だが、可能な範囲で再興の結末に導くことができただろう。
大我達は最後まできっちりと事件を精算し、悔恨を多く残すことなく、アルフヘイムへと戻っていった。
* * *
そしてその日の夜、大仕事を終えて軽い聴取を受けた大我は、疲れがはっきりと身体に表れた動きでフローレンス家へと帰宅した。
「た、ただいま……」
「お帰り大我、そしてお疲れ様」
ドアの前では、いつもとかわらぬ雰囲気でティアが出迎えてくれた。
その後方からは、なんだか空腹を刺激するいい匂いが漂ってくる。
「さ、早く来て。大我が揃うまで、夕飯食べずにいたんだからね」
ちょっとだけ強引に腕を引っ張り食卓へと連れて行くティア。
いつも皆と食事するテーブルには、いつもの美味しそうな家庭的な食事の数々。そして、ティアの両親が席について待ってくれていた。

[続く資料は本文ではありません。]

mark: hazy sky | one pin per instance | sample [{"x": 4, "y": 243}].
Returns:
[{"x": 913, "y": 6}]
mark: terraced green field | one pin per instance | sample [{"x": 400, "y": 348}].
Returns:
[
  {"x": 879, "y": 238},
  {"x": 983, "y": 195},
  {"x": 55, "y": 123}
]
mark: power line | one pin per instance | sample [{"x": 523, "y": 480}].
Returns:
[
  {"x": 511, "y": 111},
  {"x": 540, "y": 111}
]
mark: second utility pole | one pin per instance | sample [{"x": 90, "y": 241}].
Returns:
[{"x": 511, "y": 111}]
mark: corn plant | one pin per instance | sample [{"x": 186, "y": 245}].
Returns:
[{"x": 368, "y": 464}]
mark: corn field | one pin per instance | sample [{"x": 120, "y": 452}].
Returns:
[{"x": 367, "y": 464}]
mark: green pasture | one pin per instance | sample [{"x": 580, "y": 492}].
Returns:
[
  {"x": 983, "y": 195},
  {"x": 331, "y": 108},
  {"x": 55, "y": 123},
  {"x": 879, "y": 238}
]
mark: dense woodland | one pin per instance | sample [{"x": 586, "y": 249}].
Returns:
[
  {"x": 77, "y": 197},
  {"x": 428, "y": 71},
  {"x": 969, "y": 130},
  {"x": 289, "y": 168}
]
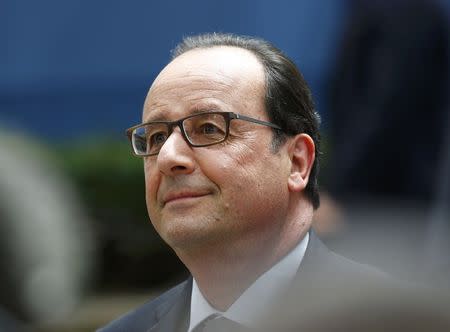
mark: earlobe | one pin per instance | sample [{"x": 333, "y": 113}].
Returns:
[{"x": 302, "y": 155}]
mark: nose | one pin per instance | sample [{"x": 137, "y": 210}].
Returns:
[{"x": 175, "y": 156}]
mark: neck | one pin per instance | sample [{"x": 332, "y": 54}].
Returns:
[{"x": 224, "y": 271}]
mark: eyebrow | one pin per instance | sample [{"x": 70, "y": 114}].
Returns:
[{"x": 199, "y": 108}]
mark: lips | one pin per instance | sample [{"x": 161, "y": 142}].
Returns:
[{"x": 182, "y": 195}]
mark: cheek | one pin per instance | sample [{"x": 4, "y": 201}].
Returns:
[{"x": 151, "y": 182}]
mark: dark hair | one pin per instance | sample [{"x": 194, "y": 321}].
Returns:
[{"x": 288, "y": 98}]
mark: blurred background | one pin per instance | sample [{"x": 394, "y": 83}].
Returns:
[{"x": 76, "y": 246}]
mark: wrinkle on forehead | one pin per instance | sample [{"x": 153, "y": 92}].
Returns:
[{"x": 206, "y": 74}]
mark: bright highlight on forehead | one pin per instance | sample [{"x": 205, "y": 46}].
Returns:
[
  {"x": 226, "y": 61},
  {"x": 208, "y": 71}
]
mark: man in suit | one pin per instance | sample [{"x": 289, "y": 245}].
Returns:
[{"x": 230, "y": 141}]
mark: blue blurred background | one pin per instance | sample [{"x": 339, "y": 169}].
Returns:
[{"x": 71, "y": 68}]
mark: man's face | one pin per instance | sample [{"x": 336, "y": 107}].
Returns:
[{"x": 227, "y": 194}]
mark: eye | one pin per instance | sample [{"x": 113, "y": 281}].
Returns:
[
  {"x": 157, "y": 138},
  {"x": 209, "y": 129}
]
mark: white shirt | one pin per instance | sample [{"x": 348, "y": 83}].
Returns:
[{"x": 251, "y": 305}]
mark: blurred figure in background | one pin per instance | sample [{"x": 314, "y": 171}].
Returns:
[
  {"x": 388, "y": 135},
  {"x": 44, "y": 239}
]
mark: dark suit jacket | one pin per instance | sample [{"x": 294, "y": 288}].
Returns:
[{"x": 321, "y": 271}]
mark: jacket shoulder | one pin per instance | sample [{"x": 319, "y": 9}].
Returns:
[{"x": 144, "y": 317}]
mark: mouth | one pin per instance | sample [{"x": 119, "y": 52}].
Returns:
[{"x": 183, "y": 197}]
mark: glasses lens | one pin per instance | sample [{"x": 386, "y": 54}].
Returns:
[
  {"x": 150, "y": 138},
  {"x": 205, "y": 129}
]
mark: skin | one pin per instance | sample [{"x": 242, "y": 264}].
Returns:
[{"x": 231, "y": 210}]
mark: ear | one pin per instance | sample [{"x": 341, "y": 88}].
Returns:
[{"x": 302, "y": 153}]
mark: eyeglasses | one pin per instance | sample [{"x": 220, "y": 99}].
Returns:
[{"x": 202, "y": 129}]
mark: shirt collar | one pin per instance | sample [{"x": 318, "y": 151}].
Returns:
[{"x": 251, "y": 305}]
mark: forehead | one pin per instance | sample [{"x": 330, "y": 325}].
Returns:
[{"x": 220, "y": 74}]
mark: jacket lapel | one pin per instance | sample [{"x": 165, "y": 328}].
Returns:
[{"x": 173, "y": 315}]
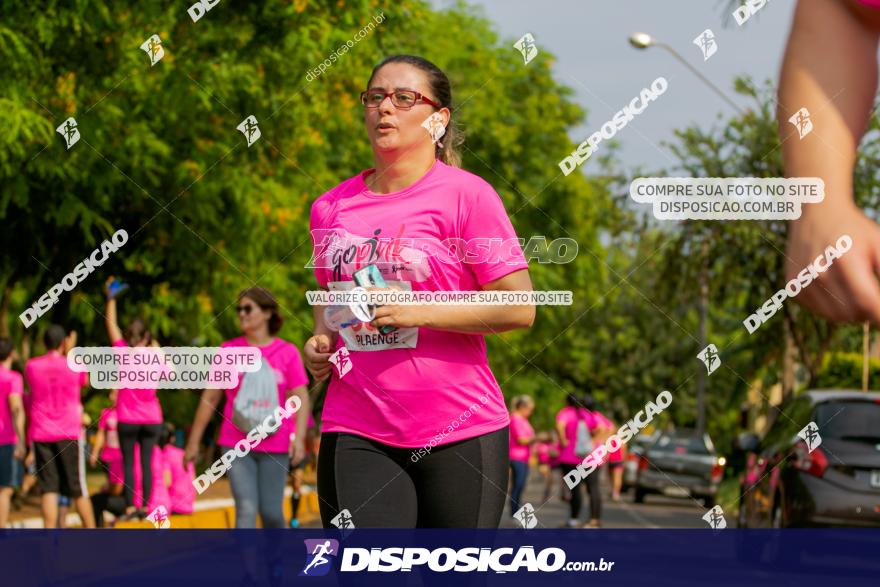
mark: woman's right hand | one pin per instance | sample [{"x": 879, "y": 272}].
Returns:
[
  {"x": 190, "y": 454},
  {"x": 317, "y": 351}
]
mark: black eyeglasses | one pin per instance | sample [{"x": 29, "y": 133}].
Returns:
[{"x": 402, "y": 99}]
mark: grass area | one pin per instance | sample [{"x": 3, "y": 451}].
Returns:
[{"x": 728, "y": 496}]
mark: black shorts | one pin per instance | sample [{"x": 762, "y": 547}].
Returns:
[
  {"x": 457, "y": 485},
  {"x": 10, "y": 467},
  {"x": 61, "y": 467}
]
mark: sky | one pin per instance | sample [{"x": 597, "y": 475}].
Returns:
[{"x": 589, "y": 39}]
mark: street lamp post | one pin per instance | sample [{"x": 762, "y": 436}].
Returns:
[{"x": 644, "y": 40}]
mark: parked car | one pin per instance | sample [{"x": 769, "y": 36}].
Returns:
[
  {"x": 636, "y": 448},
  {"x": 837, "y": 483},
  {"x": 682, "y": 463}
]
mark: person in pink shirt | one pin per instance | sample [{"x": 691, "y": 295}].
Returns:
[
  {"x": 416, "y": 432},
  {"x": 55, "y": 427},
  {"x": 522, "y": 436},
  {"x": 138, "y": 413},
  {"x": 258, "y": 478},
  {"x": 159, "y": 495},
  {"x": 615, "y": 459},
  {"x": 829, "y": 79},
  {"x": 181, "y": 492},
  {"x": 578, "y": 429},
  {"x": 107, "y": 448},
  {"x": 12, "y": 438},
  {"x": 543, "y": 448}
]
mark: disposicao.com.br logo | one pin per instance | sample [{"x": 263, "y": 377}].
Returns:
[{"x": 441, "y": 560}]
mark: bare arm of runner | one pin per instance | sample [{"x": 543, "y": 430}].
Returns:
[
  {"x": 96, "y": 449},
  {"x": 302, "y": 423},
  {"x": 830, "y": 68},
  {"x": 466, "y": 319},
  {"x": 207, "y": 406},
  {"x": 319, "y": 347},
  {"x": 560, "y": 430},
  {"x": 16, "y": 408},
  {"x": 113, "y": 330}
]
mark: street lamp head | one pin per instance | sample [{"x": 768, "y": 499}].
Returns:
[{"x": 641, "y": 40}]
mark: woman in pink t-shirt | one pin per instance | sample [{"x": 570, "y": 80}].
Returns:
[
  {"x": 258, "y": 478},
  {"x": 138, "y": 413},
  {"x": 614, "y": 458},
  {"x": 181, "y": 492},
  {"x": 522, "y": 436},
  {"x": 107, "y": 446},
  {"x": 829, "y": 79},
  {"x": 415, "y": 427},
  {"x": 567, "y": 421}
]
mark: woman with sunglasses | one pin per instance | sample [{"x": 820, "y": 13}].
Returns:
[
  {"x": 415, "y": 434},
  {"x": 258, "y": 478}
]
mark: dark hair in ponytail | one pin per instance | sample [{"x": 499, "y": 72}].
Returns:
[{"x": 442, "y": 93}]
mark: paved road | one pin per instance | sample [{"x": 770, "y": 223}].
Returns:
[{"x": 657, "y": 512}]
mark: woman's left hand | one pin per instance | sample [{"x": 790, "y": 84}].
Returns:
[
  {"x": 400, "y": 316},
  {"x": 297, "y": 451}
]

「ようやく帰ってきたね。もうお腹どんどん減ってきちゃってね」
「もう、デリカシーの無いこと言わないの」
たったの三日だったはずだが、まるで何週間かぶりに帰ってきたような不思議な感覚。
外に行っては帰ってくるという慣れた流れも、場所が変わればまた新鮮に感じる。
大我はその温かさに触れ、そっと心と身体を休ませるように席へついていった。
(…………話すのは、もうちょっと後でいいよね)
そんな幸せそうな時間を邪魔しないようにと、ティアは三日前に起きた奇妙な現象について何も言わずに黙っていた。
今はまだ取り立てて話すようなことでもないはず。そう考えて、まだ小さい不安を押し込めた。